The library’s collection of artists’ books is one of its most-used, attracting faculty and students of English literature, creative writing, history, and other disciplines—even marine science. Several UM faculty members have incorporated artist’s books into their classes. Favretto has heard from many more who are “percolating” ideas to integrate them into their lesson plans.
 
“Engaging with artist’s books adds an exciting dimension to creative writing instruction,” says Mia Leonin, senior lecturer for creative writing in the Department of English. “Students experience the hands-on beauty, history, and mystery of the book as their imaginations are propelled toward new ways of seeing, understanding, thinking, and writing.”
 
Surprisingly, visitors interacting with the artist books in Special Collections are allowed to handle them with bare hands—no gloves required. “Unless they were just eating doughnuts, most people’s hands are clean enough,” Favretto says. “The books want to be touched.”

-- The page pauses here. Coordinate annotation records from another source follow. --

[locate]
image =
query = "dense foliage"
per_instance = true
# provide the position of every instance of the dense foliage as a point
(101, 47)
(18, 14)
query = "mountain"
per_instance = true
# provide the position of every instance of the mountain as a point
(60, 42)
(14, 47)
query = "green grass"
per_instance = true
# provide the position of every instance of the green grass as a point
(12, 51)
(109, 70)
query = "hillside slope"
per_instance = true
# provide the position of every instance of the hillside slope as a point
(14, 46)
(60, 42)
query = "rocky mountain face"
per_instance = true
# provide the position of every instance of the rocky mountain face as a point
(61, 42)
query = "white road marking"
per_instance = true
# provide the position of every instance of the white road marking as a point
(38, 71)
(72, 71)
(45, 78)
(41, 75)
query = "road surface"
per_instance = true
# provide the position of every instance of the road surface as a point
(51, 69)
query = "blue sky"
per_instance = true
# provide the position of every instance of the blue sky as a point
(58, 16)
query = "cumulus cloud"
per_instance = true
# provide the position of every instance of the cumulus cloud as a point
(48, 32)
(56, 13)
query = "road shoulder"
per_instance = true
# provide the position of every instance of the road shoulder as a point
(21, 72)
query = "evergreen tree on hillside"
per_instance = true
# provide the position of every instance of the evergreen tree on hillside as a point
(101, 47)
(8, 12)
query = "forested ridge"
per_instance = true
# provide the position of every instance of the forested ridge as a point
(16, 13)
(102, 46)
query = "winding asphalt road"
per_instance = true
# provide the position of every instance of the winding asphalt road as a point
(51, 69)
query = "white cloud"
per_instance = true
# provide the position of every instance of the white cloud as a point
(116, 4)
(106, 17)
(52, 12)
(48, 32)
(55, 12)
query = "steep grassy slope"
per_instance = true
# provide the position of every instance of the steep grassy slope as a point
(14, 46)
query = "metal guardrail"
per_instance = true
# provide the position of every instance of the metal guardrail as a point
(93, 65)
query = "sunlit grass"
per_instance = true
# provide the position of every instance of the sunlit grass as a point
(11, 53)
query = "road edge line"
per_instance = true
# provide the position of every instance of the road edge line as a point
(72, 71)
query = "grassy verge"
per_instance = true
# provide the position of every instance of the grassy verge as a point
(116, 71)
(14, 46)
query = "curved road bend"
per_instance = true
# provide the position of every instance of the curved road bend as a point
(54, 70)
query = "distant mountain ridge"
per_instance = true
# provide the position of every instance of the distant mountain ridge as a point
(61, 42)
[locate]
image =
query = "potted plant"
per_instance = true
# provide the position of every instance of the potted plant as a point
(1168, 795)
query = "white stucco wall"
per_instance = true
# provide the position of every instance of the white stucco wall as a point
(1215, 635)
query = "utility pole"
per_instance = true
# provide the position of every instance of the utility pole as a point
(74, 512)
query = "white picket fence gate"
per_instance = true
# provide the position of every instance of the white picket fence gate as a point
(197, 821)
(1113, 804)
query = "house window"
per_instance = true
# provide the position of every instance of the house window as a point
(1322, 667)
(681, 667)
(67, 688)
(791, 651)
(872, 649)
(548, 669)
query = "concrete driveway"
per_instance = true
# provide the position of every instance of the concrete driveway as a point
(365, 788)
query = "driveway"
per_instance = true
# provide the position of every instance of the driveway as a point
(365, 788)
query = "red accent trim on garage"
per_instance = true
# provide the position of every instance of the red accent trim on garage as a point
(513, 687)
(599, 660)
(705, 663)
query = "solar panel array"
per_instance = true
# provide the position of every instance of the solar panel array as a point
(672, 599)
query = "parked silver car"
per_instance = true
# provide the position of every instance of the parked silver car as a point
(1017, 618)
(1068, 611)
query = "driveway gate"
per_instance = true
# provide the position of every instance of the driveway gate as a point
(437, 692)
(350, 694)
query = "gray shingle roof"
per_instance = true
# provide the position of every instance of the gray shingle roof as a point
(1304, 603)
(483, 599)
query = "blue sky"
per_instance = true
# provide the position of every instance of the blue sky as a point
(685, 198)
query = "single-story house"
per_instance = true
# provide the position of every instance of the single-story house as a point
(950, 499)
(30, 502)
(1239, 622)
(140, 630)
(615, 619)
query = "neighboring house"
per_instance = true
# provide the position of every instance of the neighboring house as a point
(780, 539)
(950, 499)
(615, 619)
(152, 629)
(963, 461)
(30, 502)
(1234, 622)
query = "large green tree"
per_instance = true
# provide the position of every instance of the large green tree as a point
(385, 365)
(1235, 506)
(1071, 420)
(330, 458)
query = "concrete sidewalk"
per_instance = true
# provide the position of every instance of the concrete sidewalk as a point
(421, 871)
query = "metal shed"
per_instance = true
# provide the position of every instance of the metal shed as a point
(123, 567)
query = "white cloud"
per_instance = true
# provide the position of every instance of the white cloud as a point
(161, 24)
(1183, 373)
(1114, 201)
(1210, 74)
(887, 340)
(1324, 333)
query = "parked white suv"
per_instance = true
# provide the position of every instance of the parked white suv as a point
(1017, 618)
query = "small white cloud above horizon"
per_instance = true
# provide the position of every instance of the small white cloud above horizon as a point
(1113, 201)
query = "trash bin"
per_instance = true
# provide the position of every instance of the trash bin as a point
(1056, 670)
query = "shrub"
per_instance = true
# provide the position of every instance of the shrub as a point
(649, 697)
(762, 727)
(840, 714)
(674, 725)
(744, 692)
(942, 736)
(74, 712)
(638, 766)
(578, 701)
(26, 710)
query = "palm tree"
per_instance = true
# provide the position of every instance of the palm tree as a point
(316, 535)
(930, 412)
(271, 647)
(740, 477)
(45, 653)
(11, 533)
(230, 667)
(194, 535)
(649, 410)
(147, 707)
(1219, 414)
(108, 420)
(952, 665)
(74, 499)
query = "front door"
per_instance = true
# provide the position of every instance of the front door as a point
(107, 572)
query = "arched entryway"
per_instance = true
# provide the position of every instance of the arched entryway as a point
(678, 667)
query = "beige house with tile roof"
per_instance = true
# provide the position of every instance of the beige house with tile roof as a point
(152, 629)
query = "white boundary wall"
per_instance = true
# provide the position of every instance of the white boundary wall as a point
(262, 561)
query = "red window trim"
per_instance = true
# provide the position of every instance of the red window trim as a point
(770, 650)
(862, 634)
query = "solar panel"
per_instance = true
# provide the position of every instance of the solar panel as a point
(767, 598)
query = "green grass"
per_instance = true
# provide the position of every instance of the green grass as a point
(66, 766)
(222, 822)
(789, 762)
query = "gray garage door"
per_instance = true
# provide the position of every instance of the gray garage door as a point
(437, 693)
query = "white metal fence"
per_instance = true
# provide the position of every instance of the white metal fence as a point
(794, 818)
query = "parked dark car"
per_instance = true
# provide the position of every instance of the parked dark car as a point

In turn, says Favretto, "Artists’ books inspire us not only with their beauty and technical skills, but because they show us that words can be interpreted and reinterpreted in myriad, beautiful, illuminating, and sometimes mystifying ways. They allow room for creativity and adventurousness, and we hope they say ‘give it a try…you can do this too.' Because at the end of the day, our materials are “Special” because they allow us to see new worlds not only out there, but within ourselves."